Drug abuse and opioid dependence raises the chances a woman will suffer complications during pregnancy, labor and delivery. She may have a hemorrhage and suffer uncontrolled bleeding, experience inflammation of the membrane surrounding the baby or separation of the tissue between the mother and baby. Opioid dependence may slow fetal growth or cause premature labor and delivery, spontaneous abortion or fetal death. Methadone treatments reduce these complications.
A baby born to a woman who uses hydromorphone regularly during pregnancy may be born dependent on drugs and suffer withdrawal symptoms in the first weeks of life.
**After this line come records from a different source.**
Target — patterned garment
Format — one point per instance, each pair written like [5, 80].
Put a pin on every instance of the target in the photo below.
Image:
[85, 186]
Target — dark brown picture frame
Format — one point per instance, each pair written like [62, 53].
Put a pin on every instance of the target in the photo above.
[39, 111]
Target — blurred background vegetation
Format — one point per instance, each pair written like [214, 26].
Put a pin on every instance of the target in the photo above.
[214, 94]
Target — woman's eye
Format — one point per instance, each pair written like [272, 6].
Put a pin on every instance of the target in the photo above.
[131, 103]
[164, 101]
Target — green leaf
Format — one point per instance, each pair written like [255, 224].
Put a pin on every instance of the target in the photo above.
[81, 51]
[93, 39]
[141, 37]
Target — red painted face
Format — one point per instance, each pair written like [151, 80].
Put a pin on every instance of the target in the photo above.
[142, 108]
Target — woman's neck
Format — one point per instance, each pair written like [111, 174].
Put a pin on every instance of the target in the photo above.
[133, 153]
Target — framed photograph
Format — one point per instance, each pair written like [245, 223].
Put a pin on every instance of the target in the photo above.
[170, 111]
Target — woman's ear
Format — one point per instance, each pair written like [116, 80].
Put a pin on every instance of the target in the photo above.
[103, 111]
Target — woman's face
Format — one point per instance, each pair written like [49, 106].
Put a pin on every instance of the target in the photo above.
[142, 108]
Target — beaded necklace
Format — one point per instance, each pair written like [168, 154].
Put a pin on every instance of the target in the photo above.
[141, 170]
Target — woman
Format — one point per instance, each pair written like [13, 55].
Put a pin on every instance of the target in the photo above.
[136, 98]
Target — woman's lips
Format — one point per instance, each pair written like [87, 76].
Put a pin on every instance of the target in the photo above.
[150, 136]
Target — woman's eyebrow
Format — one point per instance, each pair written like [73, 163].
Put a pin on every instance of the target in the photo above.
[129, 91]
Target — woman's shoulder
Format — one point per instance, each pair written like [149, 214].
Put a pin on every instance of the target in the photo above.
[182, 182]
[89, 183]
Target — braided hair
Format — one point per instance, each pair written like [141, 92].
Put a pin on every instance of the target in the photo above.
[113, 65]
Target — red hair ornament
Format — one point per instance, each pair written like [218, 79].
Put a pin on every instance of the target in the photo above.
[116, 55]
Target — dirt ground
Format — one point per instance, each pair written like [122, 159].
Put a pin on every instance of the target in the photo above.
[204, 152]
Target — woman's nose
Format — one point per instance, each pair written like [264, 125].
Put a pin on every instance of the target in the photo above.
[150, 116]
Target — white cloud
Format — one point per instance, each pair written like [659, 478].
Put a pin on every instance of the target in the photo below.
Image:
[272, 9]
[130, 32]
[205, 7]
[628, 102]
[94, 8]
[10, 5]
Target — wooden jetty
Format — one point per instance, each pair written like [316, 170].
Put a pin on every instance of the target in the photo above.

This baby may suffer low birth weight, seizures, breathing problems, feeding difficulties or death.
Self Detox and Pregnancy
Self-detoxification is unsafe in a pregnant woman
Outpatient and Pregnancy
Methadone is currently the only approved approach to treating opioid dependence in pregnant women, as continued hydromorphone use increases the risk for complications and detoxification is just too dangerous.
An outpatient counselor will usually give a pregnant woman an initial dose of 10 to mg of methadone on the first morning of treatment, and ask her to return that evening for evaluation. Based on her response to treatment, the counselor may increase the next morning’s dosage by 5 - 10 mg. She will return to the clinic twice a day until she finds a safe, effective dose, usually within 48 to 72 hours of the initial dose.
As a woman progresses through pregnancy, she may experience changes in the way her body deals with methadone and require stronger doses to control withdrawal symptoms.
Inpatient and Pregnancy
Many opioid-dependent women choose to start methadone treatments in an inpatient setting where trained staff can monitor her condition and her baby’s response to treatment by observing fetal movements. This inpatient stay typically lasts three days.
Opiate detox symptoms
Hydromorphone detoxification usually causes withdrawal symptoms to appear in two waves, with the first set of symptoms appearing a few hours after the last dose. Initially, a patient may have trouble sleeping and feel agitated or anxious. His muscles may ache, his eyes get watery, he has a runny nose, yawns frequently and sweats profusely.
Later, he may have stomach cramps, diarrhea, nausea and vomiting. His pupils may dilate and he may have goose bumps.
What is the best method to detox from this drug?
The best method to detoxify from hydromorphone depends heavily on the patient’s personal needs. He should choose one that affords the greatest flexibility while still offering safe and effective care. The patient should opt for the program that best reflects his ability to cooperate with and benefit from treatment.